The civilised approach, as followed by Copenhagen, Amsterdam, Vienna, Lyon and those other historic European cities which are comparable in scale and form to Dublin, is to carefully protect and conserve the skyline of the inner city as a fragile and valuable asset, and to locate any taller buildings at a suitable distance from it, where they will not visually intrude upon it.
The planning for high buildings in Dublin had commendably proceeded on this basis until Eoghan Murphy’s guidelines and the extremely regrettable subsequent permitting by An Bord Pleanála in April 2019 of a twenty-two storey office and hotel tower at the corner of Tara Street and George’s Quay, directly opposite the eighteenth century landmark Custom House, and close to areas of outstanding architectural heritage importance and sensitivity including Trinity College, College Green, the Liffey quays and O’Connell Street, all of which are designated “Conservation Areas”.
What “skyline” means here really is not so much the profile of the city in a view across the rooftops, important as that is, but the feel and character of the historic inner city streets; their sequence and the serial vistas that unfold; their consistent and fine-grained “human” scale, occasionally punctuated by grander landmark buildings – courts, market houses, churches, banks and other public buildings carefully positioned for best effect.

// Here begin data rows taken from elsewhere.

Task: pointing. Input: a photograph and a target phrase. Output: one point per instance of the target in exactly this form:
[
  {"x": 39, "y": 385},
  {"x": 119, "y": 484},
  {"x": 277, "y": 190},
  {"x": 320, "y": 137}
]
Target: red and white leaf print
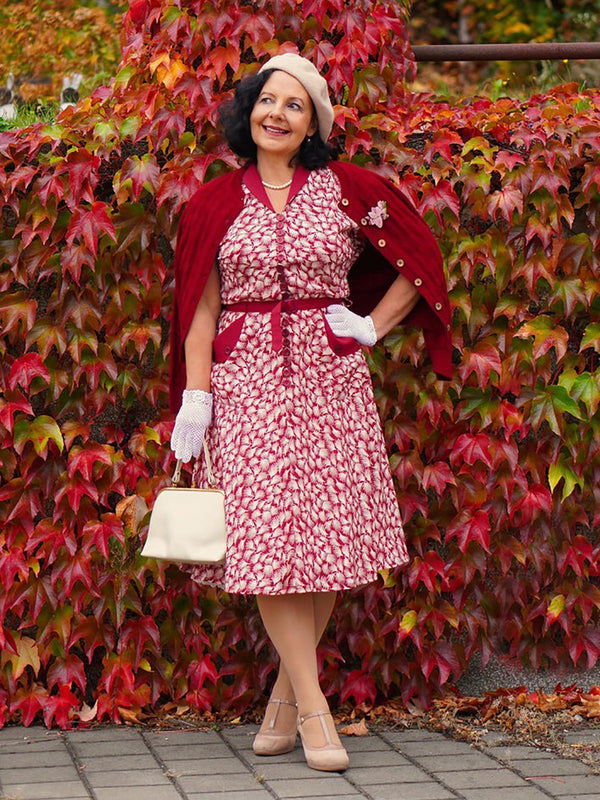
[{"x": 309, "y": 499}]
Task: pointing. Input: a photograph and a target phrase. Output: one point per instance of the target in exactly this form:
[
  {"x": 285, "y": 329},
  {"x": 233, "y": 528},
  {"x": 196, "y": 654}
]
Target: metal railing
[{"x": 528, "y": 51}]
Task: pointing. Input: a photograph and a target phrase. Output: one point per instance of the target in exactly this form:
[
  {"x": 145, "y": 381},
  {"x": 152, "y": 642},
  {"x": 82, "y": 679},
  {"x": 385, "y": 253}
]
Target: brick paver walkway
[{"x": 113, "y": 763}]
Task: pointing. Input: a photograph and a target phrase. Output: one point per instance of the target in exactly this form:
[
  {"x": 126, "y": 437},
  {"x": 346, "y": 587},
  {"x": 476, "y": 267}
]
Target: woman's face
[{"x": 282, "y": 116}]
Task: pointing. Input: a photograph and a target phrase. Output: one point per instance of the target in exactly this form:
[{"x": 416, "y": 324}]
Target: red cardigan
[{"x": 403, "y": 244}]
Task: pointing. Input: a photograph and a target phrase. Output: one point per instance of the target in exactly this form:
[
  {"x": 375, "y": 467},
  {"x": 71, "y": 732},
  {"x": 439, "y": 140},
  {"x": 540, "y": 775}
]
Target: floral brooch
[{"x": 378, "y": 213}]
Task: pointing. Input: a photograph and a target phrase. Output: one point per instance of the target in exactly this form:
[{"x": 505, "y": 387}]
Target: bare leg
[
  {"x": 290, "y": 621},
  {"x": 323, "y": 603}
]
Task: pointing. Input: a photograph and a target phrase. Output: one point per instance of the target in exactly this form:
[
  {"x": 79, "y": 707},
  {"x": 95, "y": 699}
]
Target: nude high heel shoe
[
  {"x": 329, "y": 757},
  {"x": 271, "y": 742}
]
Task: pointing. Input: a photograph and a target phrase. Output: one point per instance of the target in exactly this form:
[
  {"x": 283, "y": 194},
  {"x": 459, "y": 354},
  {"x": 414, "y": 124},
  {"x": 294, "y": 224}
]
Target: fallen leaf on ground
[{"x": 355, "y": 729}]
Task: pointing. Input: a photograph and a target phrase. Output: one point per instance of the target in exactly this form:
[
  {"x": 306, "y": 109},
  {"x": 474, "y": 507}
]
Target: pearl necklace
[{"x": 273, "y": 186}]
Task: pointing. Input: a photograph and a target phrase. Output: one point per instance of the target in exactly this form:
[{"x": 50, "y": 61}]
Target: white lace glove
[
  {"x": 194, "y": 417},
  {"x": 344, "y": 322}
]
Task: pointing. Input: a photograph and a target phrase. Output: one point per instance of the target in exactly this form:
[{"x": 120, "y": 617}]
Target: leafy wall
[{"x": 496, "y": 470}]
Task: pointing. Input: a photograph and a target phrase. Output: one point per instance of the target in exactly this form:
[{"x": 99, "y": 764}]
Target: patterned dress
[{"x": 296, "y": 440}]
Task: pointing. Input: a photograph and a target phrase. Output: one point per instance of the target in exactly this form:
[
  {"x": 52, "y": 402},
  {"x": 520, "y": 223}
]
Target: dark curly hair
[{"x": 234, "y": 117}]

If a twenty- or thirty-storey building is inserted into this type of environment the impact is enormous. One has only to go to Brussels to experience the incoherent, disorienting effects of modern high-rise office and hotel towers randomly inserted into the historic urban structure and looming up behind old streets and buildings.
Cities in countries of the developing world struggle with identity and often seek to “put themselves on the map” through large scale construction of skyscrapers in a short period of time, with frequently disastrous results in terms of producing a coherent or attractive cityscape. Dublin has no such problems and already has a highly defined identity deriving from its elegant and orderly network of historic inner city streets and squares, its superb quality eighteenth and nineteenth century architecture, its rivers, canals and parks, together with its rich literary and artistic associations, and its lively street life. It does not need and certainly does not warrant re-identification by modern high-rise towers.
Yet a view pervades in certain sectors that, in order to be a big global capital, a city has to have big global buildings. Dublin has and will have a number of modern taller buildings in its Docklands area and marking other key points, but the current noisy clamour for high-rise is absurd. Dublin isn’t and likely never will be a high-building city. That is not what it’s about. Instead, the city should focus on what it’s good at – the activity on the ground and cherishing and enhancing the renowned character of its streets.
Kevin Duff is Dublin City Planning Officer for An Taisce.